Con lo que el futuro del monumento a Colón es literalmente negro, con un fácil pronóstico de suciedad primero y de degradación después. Magadán avisa que mantenerlo con un mínimo de dignidad implicará limpiezas regulares, algo que no es barato porque implica especialistas y un andamio completo, y que no es seguro porque el Carrara no puede limpiarse todo el tiempo impunemente. Y en todo caso, lo único que se puede limpiar y moderar es el biofilm pero no los factores químicos ni mucho menos la humedad constante. El Colón ya muestra signos de erosión después de 96 años al aire libre y tiene los rastros de varias limpiezas ya realizadas. Eso, con el mínimo de protección de lo peor del clima que le ofrecía Puerto Madero, una barrera mínima a vientos y salpicaduras. La idea de ponerlo en un espigón abierto al río es “muchísimo más agresiva para el mármol” y el daño va a ser irreversible para la pieza.

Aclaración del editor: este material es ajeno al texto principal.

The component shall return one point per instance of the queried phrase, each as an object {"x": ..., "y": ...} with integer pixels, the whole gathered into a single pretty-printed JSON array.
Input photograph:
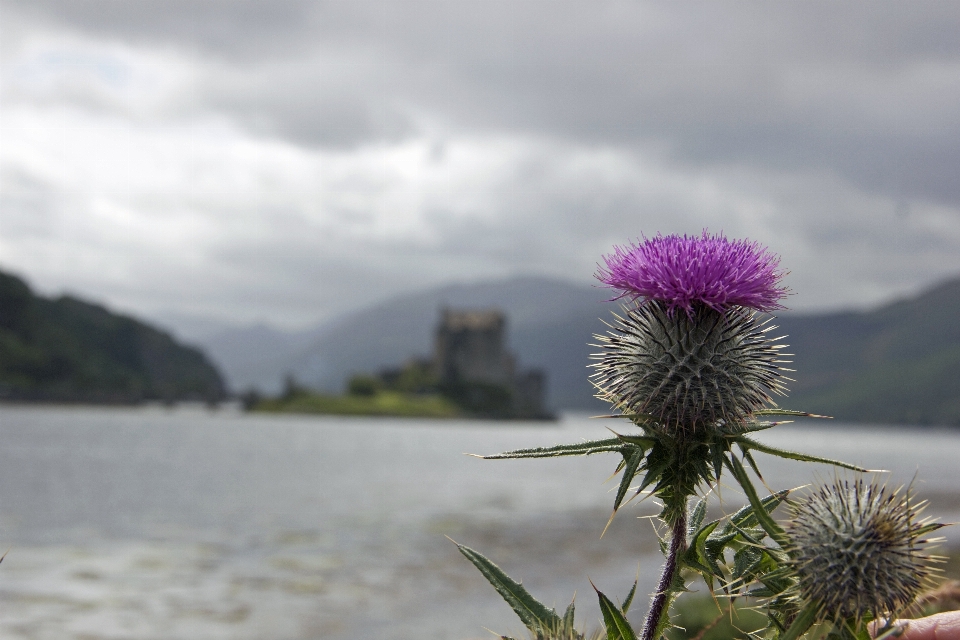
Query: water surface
[{"x": 158, "y": 523}]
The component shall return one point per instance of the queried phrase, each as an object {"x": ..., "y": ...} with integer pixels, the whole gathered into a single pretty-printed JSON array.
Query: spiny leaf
[
  {"x": 617, "y": 626},
  {"x": 922, "y": 531},
  {"x": 629, "y": 471},
  {"x": 533, "y": 614},
  {"x": 768, "y": 524},
  {"x": 803, "y": 622},
  {"x": 748, "y": 443},
  {"x": 633, "y": 417},
  {"x": 758, "y": 425},
  {"x": 696, "y": 518},
  {"x": 788, "y": 412},
  {"x": 746, "y": 560},
  {"x": 640, "y": 441},
  {"x": 579, "y": 449},
  {"x": 629, "y": 599}
]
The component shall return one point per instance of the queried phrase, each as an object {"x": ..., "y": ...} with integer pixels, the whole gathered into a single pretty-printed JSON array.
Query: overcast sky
[{"x": 286, "y": 160}]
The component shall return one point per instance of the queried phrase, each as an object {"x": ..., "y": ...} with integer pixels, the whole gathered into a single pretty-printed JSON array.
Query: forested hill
[
  {"x": 68, "y": 350},
  {"x": 897, "y": 364}
]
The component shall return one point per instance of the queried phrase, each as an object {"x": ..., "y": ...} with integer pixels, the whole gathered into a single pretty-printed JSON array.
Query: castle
[{"x": 472, "y": 365}]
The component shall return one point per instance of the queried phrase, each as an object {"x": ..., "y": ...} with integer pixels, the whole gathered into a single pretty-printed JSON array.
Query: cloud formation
[{"x": 292, "y": 160}]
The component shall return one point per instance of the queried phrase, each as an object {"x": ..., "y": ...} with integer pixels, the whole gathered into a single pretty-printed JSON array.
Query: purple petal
[{"x": 683, "y": 271}]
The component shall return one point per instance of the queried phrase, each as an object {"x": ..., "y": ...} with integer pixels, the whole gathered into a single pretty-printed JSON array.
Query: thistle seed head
[
  {"x": 857, "y": 550},
  {"x": 688, "y": 372}
]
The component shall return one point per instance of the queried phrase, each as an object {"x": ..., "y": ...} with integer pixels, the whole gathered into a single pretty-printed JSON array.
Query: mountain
[
  {"x": 68, "y": 350},
  {"x": 549, "y": 324},
  {"x": 897, "y": 364}
]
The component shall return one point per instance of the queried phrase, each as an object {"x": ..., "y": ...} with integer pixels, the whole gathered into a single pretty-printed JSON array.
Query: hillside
[
  {"x": 549, "y": 324},
  {"x": 68, "y": 350},
  {"x": 897, "y": 364}
]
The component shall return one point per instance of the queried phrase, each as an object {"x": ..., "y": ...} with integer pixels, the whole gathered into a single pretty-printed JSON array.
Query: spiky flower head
[
  {"x": 688, "y": 373},
  {"x": 858, "y": 550},
  {"x": 684, "y": 272}
]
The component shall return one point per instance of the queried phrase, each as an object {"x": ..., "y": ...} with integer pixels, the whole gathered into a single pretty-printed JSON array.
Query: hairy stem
[{"x": 661, "y": 599}]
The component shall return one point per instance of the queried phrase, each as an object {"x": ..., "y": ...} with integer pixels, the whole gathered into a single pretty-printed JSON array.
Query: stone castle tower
[{"x": 470, "y": 349}]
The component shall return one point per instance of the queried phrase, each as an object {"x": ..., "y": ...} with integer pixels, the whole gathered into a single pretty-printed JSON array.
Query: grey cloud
[{"x": 813, "y": 86}]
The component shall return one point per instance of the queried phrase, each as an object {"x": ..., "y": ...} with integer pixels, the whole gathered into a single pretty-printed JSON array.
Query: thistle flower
[
  {"x": 857, "y": 549},
  {"x": 685, "y": 271}
]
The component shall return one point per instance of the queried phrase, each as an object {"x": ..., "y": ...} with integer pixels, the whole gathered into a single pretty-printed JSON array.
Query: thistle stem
[{"x": 658, "y": 608}]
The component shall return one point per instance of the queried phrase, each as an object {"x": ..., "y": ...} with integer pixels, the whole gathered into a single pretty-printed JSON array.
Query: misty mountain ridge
[
  {"x": 65, "y": 349},
  {"x": 896, "y": 363}
]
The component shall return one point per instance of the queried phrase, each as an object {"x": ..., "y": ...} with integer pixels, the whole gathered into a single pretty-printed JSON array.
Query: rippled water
[{"x": 155, "y": 523}]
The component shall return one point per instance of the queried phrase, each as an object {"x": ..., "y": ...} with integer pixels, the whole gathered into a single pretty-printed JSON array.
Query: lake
[{"x": 188, "y": 523}]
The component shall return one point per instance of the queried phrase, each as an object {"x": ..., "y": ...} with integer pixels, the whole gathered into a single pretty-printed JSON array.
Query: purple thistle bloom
[{"x": 682, "y": 271}]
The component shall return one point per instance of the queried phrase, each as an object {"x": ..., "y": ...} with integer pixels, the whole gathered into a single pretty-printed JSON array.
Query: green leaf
[
  {"x": 629, "y": 599},
  {"x": 696, "y": 518},
  {"x": 568, "y": 616},
  {"x": 768, "y": 524},
  {"x": 922, "y": 531},
  {"x": 640, "y": 441},
  {"x": 759, "y": 425},
  {"x": 746, "y": 561},
  {"x": 800, "y": 625},
  {"x": 748, "y": 443},
  {"x": 636, "y": 418},
  {"x": 629, "y": 471},
  {"x": 617, "y": 626},
  {"x": 753, "y": 463},
  {"x": 533, "y": 614},
  {"x": 579, "y": 449},
  {"x": 788, "y": 412}
]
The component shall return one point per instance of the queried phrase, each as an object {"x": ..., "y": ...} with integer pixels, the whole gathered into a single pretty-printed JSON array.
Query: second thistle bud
[{"x": 858, "y": 551}]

¿Qué hacer? Pues “reconsiderar la medida y hacer lo posible para que el monumento vuelva a la zona del Parque Colón, un lugar más amigable para garantizar su adecuada conservación, cumpliendo así con las recomendaciones internacionales en la materia y preservando para las futuras generaciones una de las obras más destacadas del patrimonio artístico de la Argentina”.

Legislatura multada

El gobierno porteño tiene todo el interés de saltarse a los vecinos, lo que explica que invente concursos telefónicos para recibir “ideas de los vecinos” en lugar de cumplir con la Ley de Comunas y repartir el poder de decisión (y los presupuestos). Esto es por la lógica económica que rige al PRO y chupa a sus aliados, que consiste en servir a los intereses de los especuladores inmobiliarios, ver a la ciudad como un Amazonas a explotar y a los vecinos como unos indios molestos que se oponen a las madereras.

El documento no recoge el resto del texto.